Number of bariatric surgeries in BC need to double, says VP of Canadian Association of Bariatric Surgeons
Posted December 19, 2019 9:57 pm.
Last Updated December 19, 2019 11:19 pm.
RICHMOND (NEWS 1130) — It’s a procedure meant to give people suffering from obesity a new lease on life, but so far the province has not agreed to fund more bariatric surgeries.
Only 400 bariatric surgeries are covered in British Columbia every year, and the wait is now more than three years, says Dr. Sharadh Sampath who is medical director of the Richmond Metabolic and Bariatric Surgery Program and vice president of the Canadian Association for Bariatric Physicians and Surgeons.
Last year, he made a public plea for the Ministry of Health to increase the number of procedures, but he says so far the province hasn’t made any funding decisions.
Alberta covers 600 bariatric surgies per year, while Ontario and Quebec, Sampath says, perform five times the number of surgeries per capita than BC does.
“Very few other medical conditions have a cap on treatment. We would never cap treatment of diabetes, we would never cap the number of knee replacements, and yet we cap surgeries for obesity,” he says.
Types of bariatric surgeries vary.

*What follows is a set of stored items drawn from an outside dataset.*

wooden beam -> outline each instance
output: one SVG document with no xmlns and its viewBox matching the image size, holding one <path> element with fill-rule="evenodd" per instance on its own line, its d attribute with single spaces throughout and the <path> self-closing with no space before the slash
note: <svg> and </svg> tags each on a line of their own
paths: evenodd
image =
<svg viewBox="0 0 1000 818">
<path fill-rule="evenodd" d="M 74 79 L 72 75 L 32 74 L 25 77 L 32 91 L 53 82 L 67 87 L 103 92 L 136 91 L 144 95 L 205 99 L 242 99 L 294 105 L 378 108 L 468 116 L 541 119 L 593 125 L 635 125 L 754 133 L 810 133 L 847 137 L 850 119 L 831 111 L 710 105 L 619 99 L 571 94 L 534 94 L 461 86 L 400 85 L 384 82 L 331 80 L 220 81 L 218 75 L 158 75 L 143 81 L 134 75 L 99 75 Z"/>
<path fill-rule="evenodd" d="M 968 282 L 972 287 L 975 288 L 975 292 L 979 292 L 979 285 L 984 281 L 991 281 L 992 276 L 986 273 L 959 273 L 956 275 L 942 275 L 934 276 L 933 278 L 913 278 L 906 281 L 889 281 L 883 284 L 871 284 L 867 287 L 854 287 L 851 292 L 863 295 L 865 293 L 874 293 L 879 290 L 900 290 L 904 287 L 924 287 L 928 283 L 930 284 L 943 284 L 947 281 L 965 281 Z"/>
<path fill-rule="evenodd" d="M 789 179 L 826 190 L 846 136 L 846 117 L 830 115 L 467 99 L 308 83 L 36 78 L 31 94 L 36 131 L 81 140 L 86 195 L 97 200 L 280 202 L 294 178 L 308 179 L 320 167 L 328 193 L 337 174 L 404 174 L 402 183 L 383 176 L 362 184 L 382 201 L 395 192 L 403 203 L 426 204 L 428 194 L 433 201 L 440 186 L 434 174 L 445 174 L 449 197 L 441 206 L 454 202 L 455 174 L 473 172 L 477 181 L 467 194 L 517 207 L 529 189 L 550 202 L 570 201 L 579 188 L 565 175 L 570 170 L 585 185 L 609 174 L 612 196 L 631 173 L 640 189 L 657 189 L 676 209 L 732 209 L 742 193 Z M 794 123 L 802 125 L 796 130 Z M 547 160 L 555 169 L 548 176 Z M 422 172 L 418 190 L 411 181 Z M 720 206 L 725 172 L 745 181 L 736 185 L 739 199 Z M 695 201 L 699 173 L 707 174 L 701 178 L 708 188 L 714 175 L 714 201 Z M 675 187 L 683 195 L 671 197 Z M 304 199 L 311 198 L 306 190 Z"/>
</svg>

Richmond’s bariatric centre offers up laparoscopic sleeve gastrectomies, which reduces the stomach size, and more complicated procedures which reroute the intestinal tract.
Sampath argues the number of surgeries every year should be doubled. He estimates 3,000 people are on the wait list, and patients can wait three and a half years before getting surgery.
“My average patient has tried every weight loss technique, every diet, every exercise program under the sun,” he says. “The reality is obesity is a chronic medical disease.”
He points out diabetes will disappear up to 80 per cent of the time after surgery and there isn’t a medication that can accomplish diabetes remission even five per cent of the time.
Considering the procedure only costs the system $13,000, he says it makes economic sense.
“If you look at renal failure from diabetes and high blood pressure that comes with obesity — dialysis in one year is $60,000, heart surgery on someone is almost $20,000,” he says.
The waits for surgery have desperate people traveling to other countries like Mexico or Southeast Asia for treatment, but he stresses they don’t have the benefit of a follow-up.
“They have inevitably a higher rate of complication and we’re called on to try and save them from these problems. Sometimes they are quite life-threatening complications,” he explains, adding it is a tremendous burden to the health care system.
Only two hospitals in B.C. offer bariatric surgery: Richmond General and Victoria General. Sampath says if more surgeries are approved in the province, he’d like to see a third hospital in the Interior perform them, to increase access for people who live outside the Lower Mainland.
Somewhere between 17 and 20 per cent of British Columbians are obese.